FORT MYERS - Tim pencarian dan penyelamatan di Florida kembali memeriksa puluhan ribu rumah dan bisnis di Pantai Teluk pada Senin, (3/10/2022) setelah penyisiran awal melalui daerah yang dilanda Badai Ian, di saat korban tewas dari salah satu badai paling ganas di Amerika yang tercatat telah melebihi 100 orang.
Kru darurat telah melakukan inspeksi sepintas terhadap sekira 45.000 properti sejak Badai Ian mendarat di pantai Florida pada Rabu, (28/9/2022) lalu, membanjiri komunitas tepi laut dengan ombak tinggi yang menghanyutkan banyak bangunan.

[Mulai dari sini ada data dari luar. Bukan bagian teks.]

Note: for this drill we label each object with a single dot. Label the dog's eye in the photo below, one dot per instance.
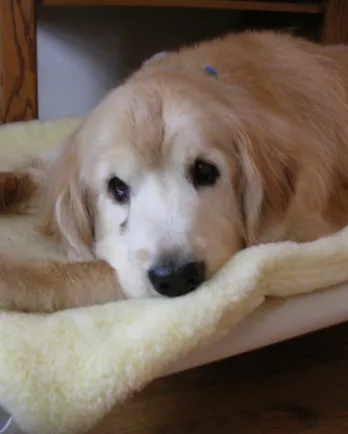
(119, 190)
(204, 173)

"Kami telah mengunjungi hampir setiap alamat," kata Kevin Guthrie, direktur manajemen darurat Florida, selama pengarahan pagi, sebagaimana dilansir Reuters. Dia mencatat bahwa kru telah mulai melakukan pencarian yang lebih menyeluruh.
"Kami percaya bahwa kami telah mencari semuanya dengan sangat cepat. Sekarang kami akan kembali untuk melihat kedua kalinya."
Dia menambahkan: "Saya tidak mengatakan kami tidak akan menemukan orang lain. Kami mungkin menemukan orang lain."
Setidaknya 103 kematian terkait badai telah dikonfirmasi sejak Ian mendarat di AS dengan kekuatan bencana sebagai badai Kategori 4, dengan kecepatan angin maksimum 240 kilometer per jam.
Florida menyumbang sebagian besar kematian, dengan 78 korban tewas dihitung oleh kantor sheriff di yurisdiksi pantai yang bersebelahan dengan kabupaten Lee dan Charlotte, yang menanggung beban badai saat pendaratan, dan 21 kematian lainnya dilaporkan oleh pejabat negara bagian dari sembilan kabupaten lainnya.